The co-founder of the Bonn-based consulting firm Simon-Kucher criticizes that “we do basic research and then don’t put the PS on the road”. That would also be due to the lack of entrepreneurial skills of individual professors, who had brilliant ideas, but then left the marketing to others, often US corporations. He mentions the development of chips at the Bonn Research Institute for Discrete Mathematics and the neural networks of Professor Jürgen Schmidhuber, who once taught in Munich.

Professor Simon continues: “We need types of entrepreneurs who don’t want to make quick money, but instead want to build up companies. Why do they actually sell at 35? “

Talented founders often get good offers for their companies, explains Gründerfonds boss Frankenberg: “Then the temptation is great and the need for security is great. If the number is over five million euros, it wobbles. The founder then goes home, to the wife or to the parents, and they say: Sell! “

It is also about “false modesty”, he observed: “You don’t want to be the greedy capitalist with 100 million in the bank. Unlike Americans, we don’t want to conquer the world and tell everyone that we are the greatest. “

It is fundamentally important, like Facebook, Google, Apple, Amazon and Microsoft, to create their own ecosystem, continues Frankenberg. Such companies could “easily invest completely different amounts” in takeovers. In Germany, only SAP and perhaps Zalando and the Munich-based software company Celonis have so far managed to create their own ecosystem. All hope now rests on the vaccine manufacturer Biontech in Mainz, which could “construct a nucleus for an entire industry”.

Frankenberg sets the bar high: “We have to succeed in developing large, leading companies from our innovative start-ups – in order to achieve multiplier effects. In the end, it comes down to local value creation and local jobs. ”He also notes that strategic and private equity investors invest in start-ups:“ This is primarily an American, less a European or German business. ”

With their high stock market valuation and their technological competence, US companies would have completely different levers and could pay a lot more in the case of takeovers, analyzes Professor Simon: “The acquired German companies may not migrate afterwards, but the gentleman is elsewhere.” Consultant continues: “In the digital world with its economies of scale and network there are only very few winners. But then they are so profitable that they can do anything.

The top five in the USA spend more money on research and development than all German companies put together. because they get three times as much money there.

Start-ups need the “patient” money from German family offices

Frankenberg comments that the state has recognized the problem that Germany does not have a functioning stock exchange.
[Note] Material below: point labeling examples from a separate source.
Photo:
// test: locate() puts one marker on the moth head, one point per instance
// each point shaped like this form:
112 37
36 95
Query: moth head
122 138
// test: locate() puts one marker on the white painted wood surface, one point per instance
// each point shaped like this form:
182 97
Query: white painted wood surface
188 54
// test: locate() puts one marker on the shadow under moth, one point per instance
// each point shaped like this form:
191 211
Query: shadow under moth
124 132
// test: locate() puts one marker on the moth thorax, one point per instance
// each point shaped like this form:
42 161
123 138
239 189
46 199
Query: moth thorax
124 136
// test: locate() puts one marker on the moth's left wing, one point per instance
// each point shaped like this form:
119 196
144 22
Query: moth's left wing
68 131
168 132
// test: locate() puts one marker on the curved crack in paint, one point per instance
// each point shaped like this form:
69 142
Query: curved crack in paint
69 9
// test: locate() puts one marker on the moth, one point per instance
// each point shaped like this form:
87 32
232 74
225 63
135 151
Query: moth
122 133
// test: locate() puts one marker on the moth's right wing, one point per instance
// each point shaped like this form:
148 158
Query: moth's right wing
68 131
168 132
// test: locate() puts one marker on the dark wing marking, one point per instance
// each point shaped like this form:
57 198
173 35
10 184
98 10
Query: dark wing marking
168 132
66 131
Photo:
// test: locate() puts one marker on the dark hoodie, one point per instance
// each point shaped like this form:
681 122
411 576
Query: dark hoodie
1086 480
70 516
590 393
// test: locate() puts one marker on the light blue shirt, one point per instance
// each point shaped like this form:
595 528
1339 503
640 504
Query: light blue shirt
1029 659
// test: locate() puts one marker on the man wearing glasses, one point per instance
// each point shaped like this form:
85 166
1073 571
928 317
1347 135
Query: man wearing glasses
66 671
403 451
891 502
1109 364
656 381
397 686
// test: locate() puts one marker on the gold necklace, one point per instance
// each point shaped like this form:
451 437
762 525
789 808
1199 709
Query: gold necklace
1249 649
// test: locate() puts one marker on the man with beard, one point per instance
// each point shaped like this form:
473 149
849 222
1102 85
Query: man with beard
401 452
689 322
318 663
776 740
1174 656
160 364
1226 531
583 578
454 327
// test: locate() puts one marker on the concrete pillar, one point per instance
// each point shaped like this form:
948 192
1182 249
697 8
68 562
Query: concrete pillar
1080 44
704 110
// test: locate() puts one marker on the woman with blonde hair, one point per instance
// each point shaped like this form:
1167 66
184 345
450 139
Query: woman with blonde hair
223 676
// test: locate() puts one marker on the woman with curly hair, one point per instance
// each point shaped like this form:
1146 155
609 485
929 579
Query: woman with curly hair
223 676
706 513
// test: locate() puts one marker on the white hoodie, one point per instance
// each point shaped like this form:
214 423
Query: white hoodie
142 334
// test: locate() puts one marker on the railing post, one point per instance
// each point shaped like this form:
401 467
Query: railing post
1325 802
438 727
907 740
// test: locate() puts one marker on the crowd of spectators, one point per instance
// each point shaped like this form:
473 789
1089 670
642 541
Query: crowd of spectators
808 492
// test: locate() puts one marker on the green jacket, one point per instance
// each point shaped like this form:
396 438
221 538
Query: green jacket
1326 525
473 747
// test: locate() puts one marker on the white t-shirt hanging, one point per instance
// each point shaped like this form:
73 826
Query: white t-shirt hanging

The normal person puts his money in real estate or in savings accounts, but hardly in stocks. The ideal of the HTGF boss is that a founder and CEO goes to the German stock exchange with the “patient” money from German family offices and then remains at the top with “power” for another 20 years.

Apparently he had a career like this in mind for the Bonn-based software start-up LeanIX, after all, founder André Christ was once an intern at the Gründerfonds. But the LeanIX boss brought international donors such as Goldman Sachs into the company in 2020. As a positive example, Frankenberg mentions the Frankfurt start-up Emma, ​​which sells mattresses online with great success worldwide. The two founders are now bringing start-up culture to the Haniel family company, which has acquired the majority of the shares. The Haniels are also among the HTGF’s financiers.

So far, a total of eleven start-ups have been sold to such “friends” of the network, in two cases to Bosch.

The bottom line is that Gründerfonds boss Frankenberg looks back on “16 years of positive upswing in the start-up scene”, driven by funding, industry, funds and pioneers: “This upswing will continue.” His fund initially contributes one million euros each, and then more This seed financing can be topped up by two million euros each round.

There have been 150 exits at the 650 companies funded by the HTGF to date; for example, a company was recently sold to Cisco. There were also three IPOs in 2021, including the optics company Mister Spex, in which the HTGF had already participated in 2008. The long holding period of its own investments – eight to ten years on average – contributes to Frankenberg’s great claim: “We are a platform for industry.”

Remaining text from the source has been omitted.